Posted May 12, 2016
In the early days of UCF – when it was known as Florida Technological University with the overriding mission to provide personnel for the U.S. space program – there also was a small group of dedicated theatre students, faculty and staff on campus.
In that space-dominated era, that handful of actors, set designers, professors and others in the performing arts literally “set the stage” for today’s highly regarded Theatre UCF.
Now more than four decades later, some of those theatre participants will gather to reminisce about their experiences and the campus productions that were first presented in a tent on a sandy field and later in a science auditorium.
“We were part of something that was unique. It was a brand new school so there was a first time for everything,” said Mary Monroe, ’76, who acted and directed in campus plays and recently set the reunion into motion.
She said there were 12 theatre students when she joined the program. After graduation she went on to a 35-year career as a director and producer in New York, including being the recipient of a Kennedy Center bronze medal, and is now a writer in Rhode Island. “You became a pioneer because you were immersed in something for the first time. Because it was new, there were no restrictions,” she said. “Whatever was the outcome, you opened the door for other possibilities down the road. ”
Monroe said she has heard from about 40 people around the country planning to get back together the second weekend of June to reminisce, tour today’s theatre facilities, attend a play and catch up on what has happened through the years.
She said that during the brief time they spent together the theatre folks formed strong relationships, but many of them later lost touch with each other and some of them have not visited UCF since graduation. And when she heard that one of their fellow theatre students died, she thought it was time for a reunion.
“Because you had this intense experience, you bond,” Monroe said. “The imprint was solid. I thought this was important to be able to come together again. It’s like a denouement.”
The first production in the theatre department’s tent was Shakespeare’s “Titus Andronicus” in November 1969. The department followed with dozens of shows such as “Kiss Me Kate,” “Of Mice and Men” and the Gershwin’s “Of Thee I Sing” before FTU became UCF in 1978.
“The theatre department was small, and I immersed myself in it, doing every conceivable job. I learned so much,” said Julia Gagne, ’74, who had the opportunity to direct a show even though she had no experience as a director.
“I had great mentor/professors at UCF, and the directing experience was very positive,” she said. “I got to work with my friends as cast and crew, experiment with rehearsal techniques, and experience the thrill of opening a show as a director.”

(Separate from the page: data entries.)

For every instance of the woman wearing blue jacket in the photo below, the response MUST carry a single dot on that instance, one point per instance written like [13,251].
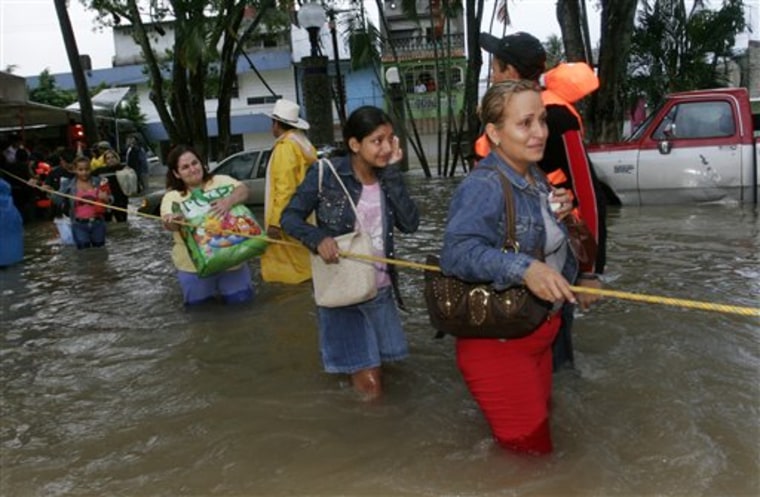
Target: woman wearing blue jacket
[357,339]
[511,379]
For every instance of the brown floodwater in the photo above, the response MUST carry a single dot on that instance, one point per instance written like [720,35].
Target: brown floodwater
[110,387]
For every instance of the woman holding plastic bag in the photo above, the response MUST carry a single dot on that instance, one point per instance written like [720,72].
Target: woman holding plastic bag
[213,233]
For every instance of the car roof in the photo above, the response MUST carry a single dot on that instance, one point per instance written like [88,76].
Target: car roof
[213,167]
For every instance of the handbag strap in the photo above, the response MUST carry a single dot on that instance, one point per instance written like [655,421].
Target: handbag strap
[340,182]
[510,242]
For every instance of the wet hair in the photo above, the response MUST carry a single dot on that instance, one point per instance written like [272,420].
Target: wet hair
[363,121]
[172,163]
[494,104]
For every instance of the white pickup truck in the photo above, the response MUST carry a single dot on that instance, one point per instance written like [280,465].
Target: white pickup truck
[700,146]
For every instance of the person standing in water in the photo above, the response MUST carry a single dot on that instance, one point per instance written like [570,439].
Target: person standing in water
[357,339]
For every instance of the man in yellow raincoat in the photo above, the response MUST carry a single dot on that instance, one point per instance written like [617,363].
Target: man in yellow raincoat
[291,155]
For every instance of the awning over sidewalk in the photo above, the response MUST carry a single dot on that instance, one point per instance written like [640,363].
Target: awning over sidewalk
[17,111]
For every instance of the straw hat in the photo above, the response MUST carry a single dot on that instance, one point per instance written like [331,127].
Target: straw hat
[286,112]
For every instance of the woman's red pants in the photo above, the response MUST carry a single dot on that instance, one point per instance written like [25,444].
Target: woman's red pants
[511,380]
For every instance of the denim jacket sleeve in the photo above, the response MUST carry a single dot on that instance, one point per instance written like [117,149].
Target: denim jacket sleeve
[303,202]
[475,233]
[404,210]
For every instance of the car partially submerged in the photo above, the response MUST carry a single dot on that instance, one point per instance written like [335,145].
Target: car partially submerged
[698,147]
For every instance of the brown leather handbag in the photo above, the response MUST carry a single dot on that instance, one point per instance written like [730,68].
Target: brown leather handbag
[477,310]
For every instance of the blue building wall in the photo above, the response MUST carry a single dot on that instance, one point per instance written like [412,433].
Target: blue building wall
[361,86]
[135,74]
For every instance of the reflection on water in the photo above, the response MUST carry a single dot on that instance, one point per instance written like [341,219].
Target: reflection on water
[110,387]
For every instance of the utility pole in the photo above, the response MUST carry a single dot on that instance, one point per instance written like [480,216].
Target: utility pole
[83,93]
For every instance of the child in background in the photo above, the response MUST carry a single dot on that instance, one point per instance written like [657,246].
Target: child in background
[87,219]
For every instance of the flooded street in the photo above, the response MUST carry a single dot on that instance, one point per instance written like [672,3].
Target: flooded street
[110,387]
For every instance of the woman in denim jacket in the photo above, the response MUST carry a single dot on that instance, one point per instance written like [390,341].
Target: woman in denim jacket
[511,379]
[357,339]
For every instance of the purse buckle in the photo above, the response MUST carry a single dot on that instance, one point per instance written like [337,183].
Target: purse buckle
[478,299]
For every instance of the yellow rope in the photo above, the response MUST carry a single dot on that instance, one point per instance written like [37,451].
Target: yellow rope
[651,299]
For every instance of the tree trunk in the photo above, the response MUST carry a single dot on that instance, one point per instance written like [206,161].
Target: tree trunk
[472,78]
[157,95]
[227,75]
[83,93]
[569,18]
[607,110]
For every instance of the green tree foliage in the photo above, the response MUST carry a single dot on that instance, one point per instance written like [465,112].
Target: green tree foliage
[201,33]
[674,49]
[48,92]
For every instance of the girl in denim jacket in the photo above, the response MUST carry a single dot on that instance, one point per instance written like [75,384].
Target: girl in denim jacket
[511,379]
[357,339]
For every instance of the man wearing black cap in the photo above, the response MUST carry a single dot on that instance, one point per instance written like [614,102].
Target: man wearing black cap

That experience and the encouragement of department chair Harry Smith and theatre director David Mays led her to pursue an MFA in directing. She later became the artistic director and theatre chair at Valencia College for more than 30 years, where she directed more than 90 shows.

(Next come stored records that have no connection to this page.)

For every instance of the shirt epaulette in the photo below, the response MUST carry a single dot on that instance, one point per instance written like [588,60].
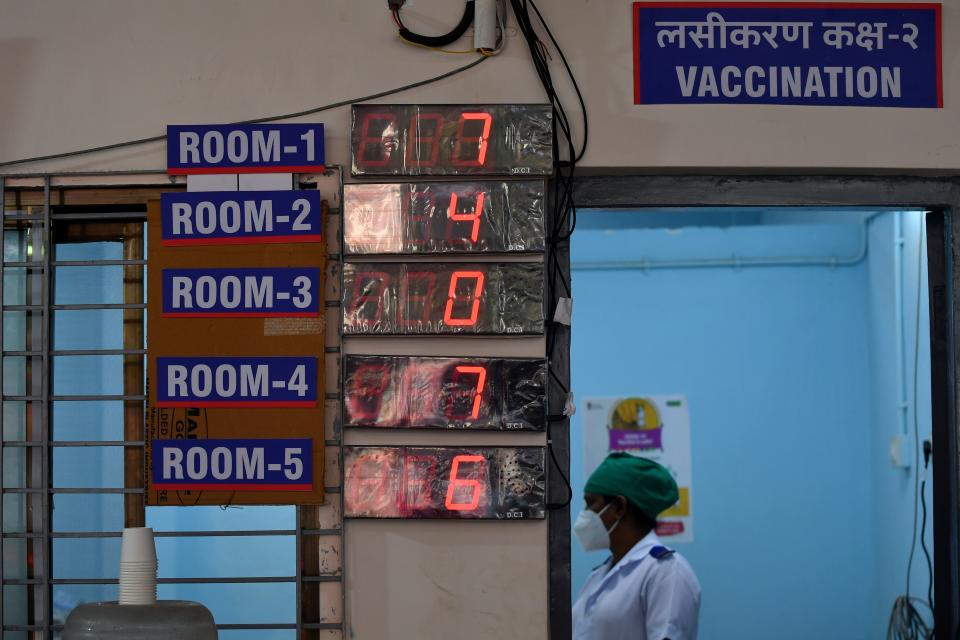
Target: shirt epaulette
[660,553]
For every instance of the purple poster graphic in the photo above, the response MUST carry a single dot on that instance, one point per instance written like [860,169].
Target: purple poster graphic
[622,440]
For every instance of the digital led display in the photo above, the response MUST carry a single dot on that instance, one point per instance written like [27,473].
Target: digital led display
[495,483]
[389,298]
[443,217]
[444,393]
[415,140]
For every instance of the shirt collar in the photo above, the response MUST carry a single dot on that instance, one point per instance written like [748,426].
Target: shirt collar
[610,576]
[642,548]
[636,553]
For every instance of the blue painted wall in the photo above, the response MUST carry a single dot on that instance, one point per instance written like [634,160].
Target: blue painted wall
[800,518]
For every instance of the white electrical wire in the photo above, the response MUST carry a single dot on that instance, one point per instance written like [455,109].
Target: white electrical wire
[906,622]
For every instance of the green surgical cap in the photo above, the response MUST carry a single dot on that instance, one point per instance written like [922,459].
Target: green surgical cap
[645,484]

Susie Findell, a staffer taking classes at the young university, said she auditioned for her first play after reading about it in the campus newspaper: “Stop the World, I Want to Get Off,” directed by Frances Johnson of the communication department.
“Being in theatre gave me confidence and poise,” she said. Her theatrical involvement at UCF led her to do Orlando community theatre, a TV Christmas special, voice-overs and TV commercials. “It all started from my UCF experiences and classes.”
Despite the challenges of improper facilities, low budgets and limited participants of four decades ago, Monroe said, “It was incredible the way we all came together. This doesn’t happen often. We were doing things then that were brand new. Whether we knew it, we were pioneers.”
Steven Chicurel-Stein, a professor of theatre and interim director of the School of Performing Arts, said the determination and dedication of those in the FTU theatre program cannot be underestimated because they set the foundation of what is now a nationally accredited department with more than 300 undergraduate and graduate students.
“The art that is created today at Theatre UCF, the teaching and learning of the craft of theatre, and the continued forward movement of the present students, faculty and staff has its footing on the shoulders of those who had the vision, passion, and energy to launch theatre at FTU and early UCF,” Chicurel-Stein said. “To those pioneers, we are grateful.”